Pre-draft measurables
| Height | Weight | Arm length | Hand span | 40-yard dash | 10-yard split | 20-yard split | 20-yard shuttle | Vertical jump | Broad jump | Bench press |
| 6 ft 1+7⁄8 in (1.88 m) | 216 lb (98 kg) | 32 in (0.81 m) | 9+5⁄8 in (0.24 m) | 4.72 s | 1.68 s | 2.76 s | 4.09 s | 32.5 in (0.83 m) | 10 ft 4 in (3.15 m) | 17 reps |
All values from NFL Combine

==Post-playing career==
After his playing career ended, Riddick became a pro scout for the Washington Redskins for four years before being promoted to Director of Pro Personnel. He was hired by the Philadelphia Eagles as a pro scout in 2008. He was promoted to Director of Pro Personnel on February 3, 2010.

Riddick originally joined ESPN in May 2013 as an NFL Front Office Insider. Riddick later became an ESPN analyst. In 2020, he became an announcer for ESPN's coverage of Monday Night Football. In addition to his role on MNF, Riddick also contributes to ESPN’s signature NFL shows: Sunday NFL Countdown, Monday Night Countdown and NFL Live, as well as SportsCenter, Get Up and ESPN Radio.

Riddick has been interviewed for various general manager vacancies, including (2020) for the Houston Texans and Detroit Lions, (2022) for the Pittsburgh Steelers, and (2024) for the New York Jets.

==Personal life==
Louis Riddick's brother, Robb Riddick, was a running back with the Buffalo Bills for eight seasons.
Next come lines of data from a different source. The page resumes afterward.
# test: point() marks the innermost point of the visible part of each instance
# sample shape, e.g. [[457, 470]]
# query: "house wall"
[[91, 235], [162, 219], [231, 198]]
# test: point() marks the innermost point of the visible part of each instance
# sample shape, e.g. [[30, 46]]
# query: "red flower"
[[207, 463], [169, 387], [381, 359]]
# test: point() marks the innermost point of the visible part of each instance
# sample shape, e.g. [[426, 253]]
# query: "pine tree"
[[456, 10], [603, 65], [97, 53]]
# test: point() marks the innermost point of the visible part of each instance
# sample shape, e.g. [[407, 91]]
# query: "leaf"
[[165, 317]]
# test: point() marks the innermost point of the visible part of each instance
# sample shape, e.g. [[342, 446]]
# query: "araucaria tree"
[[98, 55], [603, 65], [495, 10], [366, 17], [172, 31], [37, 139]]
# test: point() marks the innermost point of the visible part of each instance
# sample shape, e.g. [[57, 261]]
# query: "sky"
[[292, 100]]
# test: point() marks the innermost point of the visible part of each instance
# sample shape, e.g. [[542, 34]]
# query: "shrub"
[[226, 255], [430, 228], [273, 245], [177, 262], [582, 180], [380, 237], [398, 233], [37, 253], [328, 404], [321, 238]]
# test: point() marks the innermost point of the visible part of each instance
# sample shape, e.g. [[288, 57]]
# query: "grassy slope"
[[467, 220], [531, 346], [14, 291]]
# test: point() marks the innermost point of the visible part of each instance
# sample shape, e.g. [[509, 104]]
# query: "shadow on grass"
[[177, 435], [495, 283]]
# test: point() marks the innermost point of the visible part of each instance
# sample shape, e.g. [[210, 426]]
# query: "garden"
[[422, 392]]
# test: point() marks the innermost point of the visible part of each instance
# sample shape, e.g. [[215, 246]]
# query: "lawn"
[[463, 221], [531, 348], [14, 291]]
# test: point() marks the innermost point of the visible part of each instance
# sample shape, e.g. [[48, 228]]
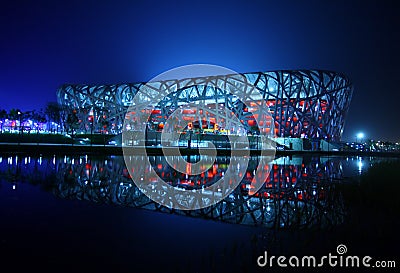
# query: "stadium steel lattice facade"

His cousins, Will Lewis and Tim Lewis, also played in the NFL and held management positions for professional football teams.

In 2022, Riddick received an honorary Doctor of Arts and Letters degree for distinguished service in the field of sports analysis and broadcasting from his alma mater the University of Pittsburgh.